Just another mother, like a chimp, a cow, an elephant, a whale, just another mother, like an insect, or an octopus, or a worm. Just another sad mother.
Your kids will not thank you, your husband will not like you, your own mother will pity you for making her own same mistake.
Just another mother.
For a moment of frenzy, of uterine voracity, irrational and irreversible, you destroyed your body, your beauty, and your own intellect.
Parental-brain-atrophy-syndrome, where your brain biologically adjusts to the need of your infants, descending at their own subhuman level, with just one dimension, food, or perhaps two dimensions, food and feces.
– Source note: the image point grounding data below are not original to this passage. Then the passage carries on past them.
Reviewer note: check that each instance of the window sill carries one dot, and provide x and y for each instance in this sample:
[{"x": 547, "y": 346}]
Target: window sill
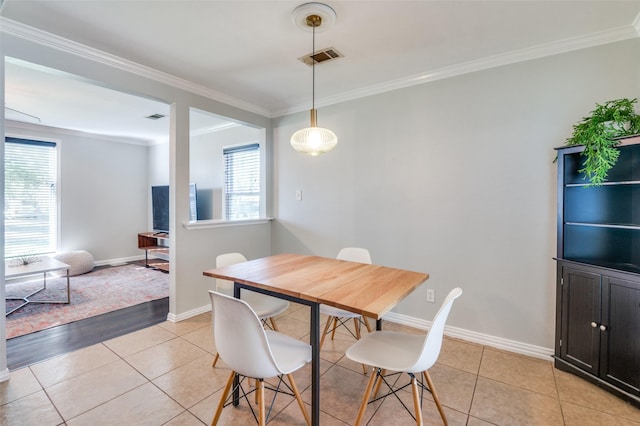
[{"x": 207, "y": 224}]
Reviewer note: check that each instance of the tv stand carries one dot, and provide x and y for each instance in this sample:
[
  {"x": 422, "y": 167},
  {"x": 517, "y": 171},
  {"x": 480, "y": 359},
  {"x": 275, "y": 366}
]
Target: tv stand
[{"x": 155, "y": 244}]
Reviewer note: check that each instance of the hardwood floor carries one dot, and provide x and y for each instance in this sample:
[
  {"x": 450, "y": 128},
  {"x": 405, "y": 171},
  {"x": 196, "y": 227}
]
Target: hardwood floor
[{"x": 31, "y": 348}]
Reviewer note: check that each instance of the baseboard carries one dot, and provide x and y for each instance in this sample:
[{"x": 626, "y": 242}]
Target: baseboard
[
  {"x": 455, "y": 332},
  {"x": 118, "y": 261},
  {"x": 4, "y": 375},
  {"x": 475, "y": 337},
  {"x": 186, "y": 315}
]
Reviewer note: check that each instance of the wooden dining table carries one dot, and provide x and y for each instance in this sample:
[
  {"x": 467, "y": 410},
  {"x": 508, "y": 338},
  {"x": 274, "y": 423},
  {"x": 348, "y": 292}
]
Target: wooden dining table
[{"x": 368, "y": 290}]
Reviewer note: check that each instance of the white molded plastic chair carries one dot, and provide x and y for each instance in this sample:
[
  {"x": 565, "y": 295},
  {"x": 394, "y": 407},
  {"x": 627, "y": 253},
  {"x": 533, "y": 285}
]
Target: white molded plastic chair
[
  {"x": 252, "y": 351},
  {"x": 339, "y": 316},
  {"x": 266, "y": 307},
  {"x": 401, "y": 352}
]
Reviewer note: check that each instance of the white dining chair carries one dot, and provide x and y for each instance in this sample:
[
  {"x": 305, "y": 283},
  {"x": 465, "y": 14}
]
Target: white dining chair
[
  {"x": 266, "y": 307},
  {"x": 339, "y": 317},
  {"x": 403, "y": 353},
  {"x": 253, "y": 352}
]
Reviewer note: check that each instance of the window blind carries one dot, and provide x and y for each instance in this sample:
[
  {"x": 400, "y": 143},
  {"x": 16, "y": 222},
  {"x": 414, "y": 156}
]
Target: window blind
[
  {"x": 30, "y": 197},
  {"x": 242, "y": 182}
]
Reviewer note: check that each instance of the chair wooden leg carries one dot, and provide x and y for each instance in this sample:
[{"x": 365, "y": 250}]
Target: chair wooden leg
[
  {"x": 379, "y": 382},
  {"x": 365, "y": 398},
  {"x": 225, "y": 394},
  {"x": 416, "y": 401},
  {"x": 335, "y": 325},
  {"x": 435, "y": 396},
  {"x": 324, "y": 333},
  {"x": 299, "y": 399},
  {"x": 366, "y": 323},
  {"x": 273, "y": 324},
  {"x": 262, "y": 419}
]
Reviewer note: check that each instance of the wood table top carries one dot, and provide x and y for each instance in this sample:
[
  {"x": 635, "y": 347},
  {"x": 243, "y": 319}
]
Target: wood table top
[{"x": 369, "y": 290}]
You left your ambitions, your achievements, your potentials outside your life and outside the lives of those who really loved, only to become a receptacle of an unknown body of an unknown person that never will be yours, and to whom you will never belong. Strangers united in a pool of blood and dirt.
And dirt has become your life, and your life has become dirt. Urine, remains of food, excrements, diapers, vacuum cleaners, old soap, crusts, a life of dandruff and diseases, vaccine and lice, high school and drool.
You lost your dignity through your open legs, first inwards and then outwards, first-in-first-out, garbage-in-garbage-out, a boomerang of boredom.
Do you remember who you were?
Do you realize your loss?
Nobody chooses prison voluntarily, except for mothers, except for you.
You chose the life of a slave in a cavern of dirt.
People around you, who know that you are just another mother, do have compassion for you, but no respect. They know all about your emptiness, your pain, your despair, all dressed in the robes of a virgin-mary.
And a virgin-mary you are not, because mary was not a virgin, and you are not a mary.
You were manipulated into just another life wasted on the heap of trash of a lost humanity dedicated to popular procreation and proletarian proliferation, to please the leaders of a domain of plebeians.
The world lost you, and you lost the world.
Good bye, sad mothers, good bye, old cows, with dried-out utters and distorted hips, good bye, and so alone you all will die.
Any perspectives on this? A week later, I’m still speechless.